Opinion
2011-09-27
Lynn W.L. Fahey, New York, N.Y. (Kathleen Whooley of counsel), for appellant.Charles J. Hynes, District Attorney, Brooklyn, N.Y. (Leonard Joblove,
Sholom J. Twersky, and Gabriel E. Estadella of counsel), for respondent.
Appeal by the defendant from a judgment of the Supreme Court, Kings County (Chun, J.), rendered September 30, 2009, convicting him of robbery in the third degree, upon a jury verdict, and burglary in the second degree, upon his plea of guilty, and imposing sentence.
ORDERED that the judgment is affirmed.
The defendant contends that the trial court erred in declining to discharge a sworn juror without conducting a sufficiently thorough inquiry regarding the juror's prior unpaid internship with the prosecution's office ( see CPL 270.35).
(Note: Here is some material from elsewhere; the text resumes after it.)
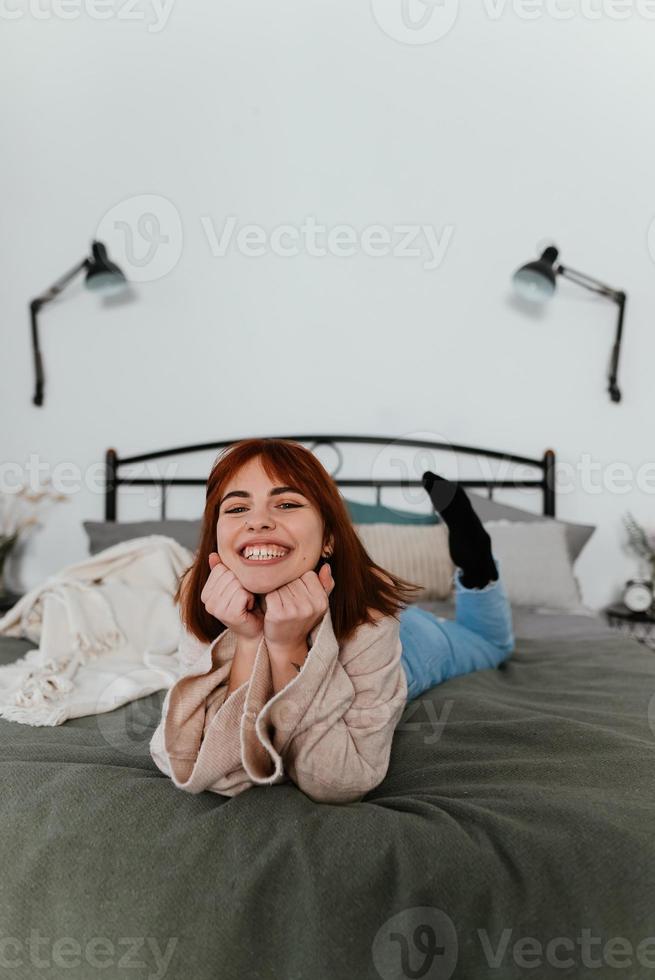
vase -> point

However, the defendant did not object to the sufficiency of the trial court's inquiry prior to declining to discharge the juror, or request that any further inquiry be made. Accordingly, the defendant's contention is unpreserved for appellate review ( see People v. Jones, 260 A.D.2d 647, 647–648, 687 N.Y.S.2d 281).
In any event, the record does not support the defendant's contention that the deliberating juror concealed his place of employment during voir dire. Moreover, once the juror was questioned about his internship, his responses established that he was not biased against the defendant. Therefore, the Supreme Court properly determined that the juror was not grossly unqualified ( see CPL 270.35; People v. Williams, 272 A.D.2d 563, 564, 708 N.Y.S.2d 888; People v. Grace, 243 A.D.2d 579, 579–580, 662 N.Y.S.2d 842).
The defendant's contentions that the prosecutor's summation remarks constituted reversible error because she allegedly mischaracterized the evidence, vouched for the accuracy of the complainant's identification, and made inflammatory comments, are unpreserved for appellate review because he failed to object, request curative instructions, or timely move for a mistrial on these grounds ( see CPL 470.05[2]; People v. Balls, 69 N.Y.2d 641, 642, 511 N.Y.S.2d 586, 503 N.E.2d 1017; People v. Salnave, 41 A.D.3d 872, 874, 838 N.Y.S.2d 657). In any event, the comments alleged to be prejudicial either were fair comment on the evidence ( see People v. Ashwal, 39 N.Y.2d 105, 383 N.Y.S.2d 204, 347 N.E.2d 564), were responsive to arguments and theories presented in the defense summation ( see People v. Galloway, 54 N.Y.2d 396, 446 N.Y.S.2d 9, 430 N.E.2d 885), or constituted harmless error ( see People v. Crimmins, 36 N.Y.2d 230, 241–242, 367 N.Y.S.2d 213, 326 N.E.2d 787; People v. Hill, 286 A.D.2d 777, 778, 730 N.Y.S.2d 723).
SKELOS, J.P., ENG, AUSTIN and MILLER, JJ., concur.